Um Congresso à medida do líder

Comentário

Foto
Paulo Pimenta

Paulo Portas só pode ser um líder satisfeito. Ninguém lhe disputou a liderança, mas sai de Oliveira do Bairro com um plural Conselho Nacional, que funciona como um parlamento partidário. Continua sem um opositor explícito e consequente, sendo reeleito com uma percentagem de 85,93%. Tão bom ou até melhor que isto, conseguiu que um congresso que se previa entediante e sem nenhuma tensão, aquecesse na noite de sábado, quando no pavilhão de Oliveira do Bairro, Filipe Anacoreta Correia anunciou que mantinha a sua moção a votos e ameaçou que poderia mesmo candidatar-se à liderança.

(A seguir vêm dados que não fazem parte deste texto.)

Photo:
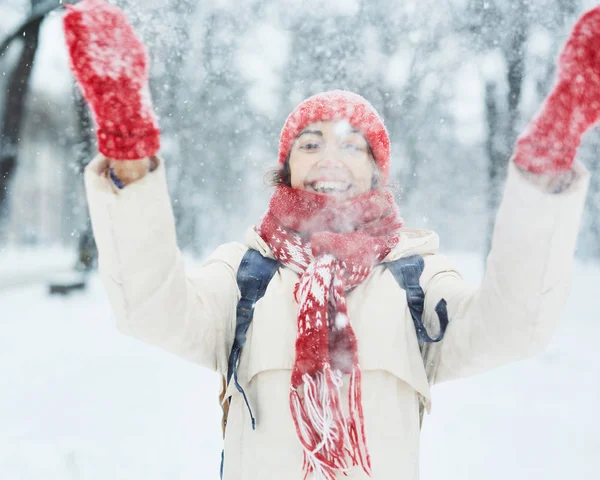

Horas depois, fechadas as urnas e terminado o voto secreto, a moção de Portas tinha 82% e Anacoreta obtinha 16,6%. Mas o opositor oficial a Portas não levou às últimas consequências a sua disponibilidade e limitou-se a apresentar, pela terceira vez, lista ao Conselho Nacional, não candidatando uma equipa à Comissão Política e a si mesmo a presidente deste órgão, ou seja, a líder do partido.

Anacoreta Correia cumpriu assim o papel que tem sido o seu, neste segundo consulado de Portas à frente do CDS, ser oposição oficial nas ideias, mas nunca assumir a disputa real do poder partidário. E mesmo aqui, perdeu três conselheiros, elegendo apenas nove. Portas viu ainda a sua reeleição ser brindada com a apresentação de mais uma lista ao Conselho Nacional, que elegeu três nomes, um deles Martim Borges de Freitas, que há mais de vinte anos sucedeu a Manuel Monteiro na liderança da então Juventude Centrista e foi secretário-geral de Ribeiro e Castro, e que reunia vários militantes que se inserem na linha democrata-cristã do CDS.

Protagonizando uma oposição interna que se apresenta como radical e defensora de uma ruptura de sistema, Anacoreta Correia agitou pouco um partido que está cimentado em torno de Portas há cerca de duas décadas – lembremo-nos que mesmo antes de ser militante do CDS, Portas colaborou activamente na reconstrução ideológica deste partido feita pela direcção de Manuel Monteiro. É certo que algumas das cedências que a direcção Portas tem feito no Governo podem até ter engrossado os apoios à moção de Anacoreta, que assume frontalmente, por exemplo, a rejeição da coligação pré-eleitoral entre o CDS e o PSD para as europeias.

Mas na prática, os resultados de Anacoreta e de Borges de Freitas ajudam Portas a poder justificar que o CDS não é um partido monolítico. E os resultados para o Conselho Nacional favorecem também a leitura da pluralidade interna no órgão de direcção que é suposto precisamente espelhar as matizes de opinião e até as tendências de orientação política e ideológica interna.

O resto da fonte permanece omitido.